Monday, June 08, 2009

Teacher ... Ready to Learn

By Steve Lansdale
Posted Jun 7, 2009

CARROLLTON, Tex. - For many NFL veterans, mini-camps and Organized Team Activities (OTAs) can be described as mundane ... at best.

In today's NFL, players are working out year-round, so it's not like most veterans have to get in shape at this time of year - they already are - but there definitely is a period of getting back into the routine, getting back into a football frame of mind. Watch these "practice" sessions closely, and it's clear there are many veterans whose mines are still on a golf course, or perhaps a Caribbean fishing trip.

That's not the case with veteran linebacker Keith Brooking, who signed with the Cowboys as a free agent in the offseason after an 11-year run with the Atlanta Falcons that included five trips to the Pro Bowl.

Long considered one of the faces of the Atlanta franchise, and a leader on the field and in the Falcons' locker room, Brooking now finds himself in the unusual situation of being a newcomer on a team on which he also is one of the elder statesmen. Left tackle Flozell Adams also is entering his 12th NFL season; the only Cowboy who has been in the league longer is backup quarterback Jon Kitna, who is preparing for his 13th season in the league.

Brooking said that the transition to a new team can be made much easier - or more difficult - depending on the personnel and scehemes of the new team, and said that his past experience with Dallas head coach Wade Phillips - who also coached in Atlanta - would allow him to make that transition more easily than some of the rookies who are learning the system for the first time.

"Well I think for me, it's totally different this year," he said. "It just depends on what type of defensive scheme you have, that you're involved in. Whether you're on the same team and have a different coach, a different coordinator, a different system, different terminology ... For me, it's a big difference, personally, because obviously it's a change of scenery, it's a new defense, the locker room is full of new guys, so it's a big transition for me.

"It's up to me to come out here and familiarize myself with the players, the coaches, the system - and I have a history with Wade in this system before, so (it's a matter of) just refreshing that, the terminology ... all those things.

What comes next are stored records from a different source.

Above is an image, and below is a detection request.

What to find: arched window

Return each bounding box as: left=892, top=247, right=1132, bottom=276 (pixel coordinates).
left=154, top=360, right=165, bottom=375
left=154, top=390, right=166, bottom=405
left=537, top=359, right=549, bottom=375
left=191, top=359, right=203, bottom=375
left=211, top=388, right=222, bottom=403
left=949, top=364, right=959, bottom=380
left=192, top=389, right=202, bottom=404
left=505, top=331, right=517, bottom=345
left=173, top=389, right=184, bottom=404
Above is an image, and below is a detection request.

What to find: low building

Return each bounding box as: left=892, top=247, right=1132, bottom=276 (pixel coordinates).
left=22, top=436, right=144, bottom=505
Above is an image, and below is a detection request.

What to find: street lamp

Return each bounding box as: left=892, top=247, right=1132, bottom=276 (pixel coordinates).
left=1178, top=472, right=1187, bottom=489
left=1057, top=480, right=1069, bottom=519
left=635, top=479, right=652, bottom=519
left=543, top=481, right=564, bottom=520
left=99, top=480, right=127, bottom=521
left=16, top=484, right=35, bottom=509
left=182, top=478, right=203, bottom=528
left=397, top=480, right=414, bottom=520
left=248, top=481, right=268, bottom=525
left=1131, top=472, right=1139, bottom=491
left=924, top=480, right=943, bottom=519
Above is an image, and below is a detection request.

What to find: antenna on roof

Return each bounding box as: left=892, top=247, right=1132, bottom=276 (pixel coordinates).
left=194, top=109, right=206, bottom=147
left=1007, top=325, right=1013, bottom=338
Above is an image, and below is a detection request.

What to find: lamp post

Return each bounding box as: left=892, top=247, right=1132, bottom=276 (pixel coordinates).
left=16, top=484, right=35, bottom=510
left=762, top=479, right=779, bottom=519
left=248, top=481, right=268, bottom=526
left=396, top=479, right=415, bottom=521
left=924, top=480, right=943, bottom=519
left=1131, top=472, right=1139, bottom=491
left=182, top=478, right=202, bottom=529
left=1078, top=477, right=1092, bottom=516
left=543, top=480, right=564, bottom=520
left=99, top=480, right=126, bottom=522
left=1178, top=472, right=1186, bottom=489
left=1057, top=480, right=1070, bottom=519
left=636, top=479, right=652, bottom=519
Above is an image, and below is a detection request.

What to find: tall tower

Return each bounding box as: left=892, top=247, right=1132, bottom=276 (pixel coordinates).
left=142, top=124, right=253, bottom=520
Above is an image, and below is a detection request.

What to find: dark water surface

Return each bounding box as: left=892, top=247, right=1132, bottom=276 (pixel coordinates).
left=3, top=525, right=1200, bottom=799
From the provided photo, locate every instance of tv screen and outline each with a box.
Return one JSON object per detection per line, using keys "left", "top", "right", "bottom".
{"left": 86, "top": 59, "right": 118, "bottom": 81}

With rookies, though, you're getting the whole kitchen sink thrown at you, so obviously it depends on the particular player, and depends on what point they are in their career(s)."

The experience and success Brooking enjoyed in Phillips' system while they were with the Falcons has the former Georgia Tech star thinking about establishing the bond and familiarity teammates need to share while sorting out the terminology of the once-familiar system.

"There's a high turnover, regardless, every year." he said, "so there's always new guys, and this is a time to get comfortable with one another, and build that chemistry.

"But even though I'm a 12-year veteran, at times out there, my head's spinning. Regardless of how hesitant you are, in your mind, you may think before the ball is snapped that you're going to do the wrong thing, but make sure you if you do, you do it at 100 miles an hour. That's really important for the coaches to see that. My head's spinning right now - I think we've installed every defense in our system, and we ran every play in our system today. They're throwing a lot at you right now, to see how you handle it, but the main thing is that if you make a mistake, you make it going 100 miles an hour."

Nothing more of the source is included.